I stood there for a second, stunned and so mad I wanted to scream. Acting my age?
Mom had no idea! If she was my age, she'd be stuck going to school and doing homework and working a crappy job and dealing with a slug of a brother and knowing her family had no money and having no best friend and getting ugly purple boots from the world's worst grandmother.
There was no way Mom could handle my life. None. She couldn't even handle her own.
Her life, which was two jobs, a husband who'd decided selling vitamins was his life's dream and who didn't care that we were running out of money to pay for it, a son who got a college degree and then came home to pursue a career in couch surfing, and a mother who drove everyone crazy.

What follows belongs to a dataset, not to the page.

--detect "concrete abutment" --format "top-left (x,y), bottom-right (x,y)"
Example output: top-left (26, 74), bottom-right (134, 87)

I went back to my room. I was still mad at Mom for what she'd said, but I also saw that someone actually had a life worse than mine.
Mom.
The next day, Anna smiled at me before last period.
I was going to class, and saw Sarah walk up to Will and do that thing only girls like her can do, the one where they grin and toss their hair and manage to somehow stand like there's a spotlight shining on them, showing off how perfect they are. I hate girls who can do that.
I also wish I could do it.
Anyway, the important thing is that I wasn't jealous. I thought I might be, because of the making out, but I felt fine. Not fine as in "Oh, I hope Will and Sarah get together and come make out by me at work" fine, because that would be insane. But fine as in "I knew he'd end up with someone like her." "Ow," someone said, and I looked away from Will and Sarah and realized I'd walked right into Jennifer S.
"Sorry," I said.
"It's okay," Jennifer said. "It's my fault for stopping like that, but these shoes are killing me."
I looked at her a little more closely and realized she was limping when she walked, like she had blisters. "Are they new?"
"Yeah. I got them the other day with Jennifer T., and we thought it would be fun to wear them today, only she didn't wear hers. But she told me they looked cute. What do you think?"
"Very cute," I said, even though they looked like regular shoes to me. I felt bad for Jennifer S., who was clearly the non-best-friend in the Jennifer M., T., and S. friendship, the one who got left out, behind, and ignored. I knew what that felt like, and for a second I could picture me and Jennifer S. becoming friends. Real friends, even.